California state government agency

The Department of Cannabis Control (formerly the Bureau of Cannabis Control, originally established as Bureau of Marijuana Control under Proposition 64, formerly the Bureau of Medical Marijuana Regulation) is an agency of the State of California within the Department of Consumer Affairs, charged with regulating medical cannabis (MMJ) in accordance with state law pursuant to the Medical Cannabis Regulation and Safety Act passed by the legislature in 2015 (amended in 2016) and the Adult Use of Marijuana Act (Proposition 64), passed by voter initiative in November 2016. The agency was charged with creating rules for the legal non-medical market to take effect January 1, 2018; and to regulate the state's multibillion dollar medical program (Note: Medical marijuana sales in California were reported by The New York Times to be over $2.5 billion in 2015) for the first time. The first agency leader, Lori Ajax, referred to in multiple media outlets as the state's cannabis "czar", was appointed by the governor in February 2017. State senator Mike McGuire has expressed doubt that the board would meet deadlines to allow regulated retail sales by 2018 as planned.

== History ==

=== Bureau of Cannabis Control ===
When the agency published emergency rules on November 16, 2017 under California Code of Regulations, Title 16, Division 42, it effectively became the Bureau of Cannabis Control.

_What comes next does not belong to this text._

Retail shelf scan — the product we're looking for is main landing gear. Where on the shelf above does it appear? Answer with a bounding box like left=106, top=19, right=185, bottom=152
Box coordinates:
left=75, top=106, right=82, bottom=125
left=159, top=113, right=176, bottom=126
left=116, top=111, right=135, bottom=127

=== Department of Cannabis Control ===
In July 2021, following the signing of California Assembly Bill 141, California Business, Consumer Services and Housing Agency's Bureau of Cannabis Control, California Department of Food and Agriculture's CalCannabis Cultivation Licensing Division, and California Department of Public Health's Manufactured Cannabis Safety Branch were consolidated into the Department of Cannabis Control.

=== UCETF ===
Created in 2022, the Unified Cannabis Enforcement Taskforce (UCETF), staffed by local, state and federal partners, is jointly run by the Department of Cannabis Control and the California Department of Fish and Wildlife, with coordination run by the Homeland Security Division of Cal OES, to disrupt the illegal cannabis market.

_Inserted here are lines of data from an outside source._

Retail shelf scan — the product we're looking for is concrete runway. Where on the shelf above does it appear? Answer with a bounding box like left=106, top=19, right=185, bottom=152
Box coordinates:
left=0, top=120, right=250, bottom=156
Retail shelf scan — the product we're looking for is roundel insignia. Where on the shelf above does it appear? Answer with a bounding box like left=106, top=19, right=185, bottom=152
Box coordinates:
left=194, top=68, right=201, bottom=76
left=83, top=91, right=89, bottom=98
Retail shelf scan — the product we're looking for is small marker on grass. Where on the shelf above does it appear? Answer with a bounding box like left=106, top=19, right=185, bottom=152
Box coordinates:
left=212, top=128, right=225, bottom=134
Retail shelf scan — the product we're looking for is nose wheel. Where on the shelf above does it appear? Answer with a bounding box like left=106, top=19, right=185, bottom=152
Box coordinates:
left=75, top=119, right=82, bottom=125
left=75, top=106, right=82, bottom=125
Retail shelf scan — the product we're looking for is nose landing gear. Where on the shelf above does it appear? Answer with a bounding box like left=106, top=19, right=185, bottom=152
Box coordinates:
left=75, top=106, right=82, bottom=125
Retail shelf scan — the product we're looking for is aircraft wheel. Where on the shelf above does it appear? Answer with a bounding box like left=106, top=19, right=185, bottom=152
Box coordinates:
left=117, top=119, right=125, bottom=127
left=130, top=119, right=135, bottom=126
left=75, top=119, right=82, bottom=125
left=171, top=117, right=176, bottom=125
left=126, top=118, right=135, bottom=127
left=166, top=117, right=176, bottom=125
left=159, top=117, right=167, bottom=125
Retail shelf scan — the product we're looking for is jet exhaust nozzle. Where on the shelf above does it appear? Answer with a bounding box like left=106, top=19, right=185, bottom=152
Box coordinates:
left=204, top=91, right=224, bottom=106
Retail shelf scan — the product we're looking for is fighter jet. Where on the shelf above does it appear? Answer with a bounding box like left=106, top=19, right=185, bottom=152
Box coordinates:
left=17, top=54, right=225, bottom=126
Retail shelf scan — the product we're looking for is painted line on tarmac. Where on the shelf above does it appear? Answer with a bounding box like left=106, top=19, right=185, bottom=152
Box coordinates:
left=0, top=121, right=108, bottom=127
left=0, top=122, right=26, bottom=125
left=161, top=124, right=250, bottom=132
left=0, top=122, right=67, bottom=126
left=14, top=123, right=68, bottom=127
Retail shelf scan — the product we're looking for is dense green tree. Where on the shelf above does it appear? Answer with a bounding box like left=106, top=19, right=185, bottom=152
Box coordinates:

=== Allegations of fraudulent testing ===
In June 2024, the Los Angeles Times tested legally-sold cannabis products in California and uncovered large amounts of pesticides in many cannabis products. Twenty-five of 42 products contained pesticides exceeding the levels permitted by law. The investigation alleges that many testing laboratories fraudulently certified products as satisfying pesticide regulations, when in fact they did not meet the regulations. Owners of some private testing laboratories stated that they were forced out of business because they refused to falsify test results. The Department of Cannabis Control, which is responsible for regulating cannabis in California, refused to release the results of its own internal testing of cannabis products.

In September 2024, a whistleblower lawsuit was filed by a former employee of the Department of Cannabis Control, alleging that the director of the Department, Nicole Elliott, had ignored fraudulent testing, and that the Department fired the former employee when the employee attempted to publicize the fraud.

The same lawsuit also alleges that the potency displayed on the labels of many legal cannabis products in California are deliberately inflated by fraudulent testing laboratories.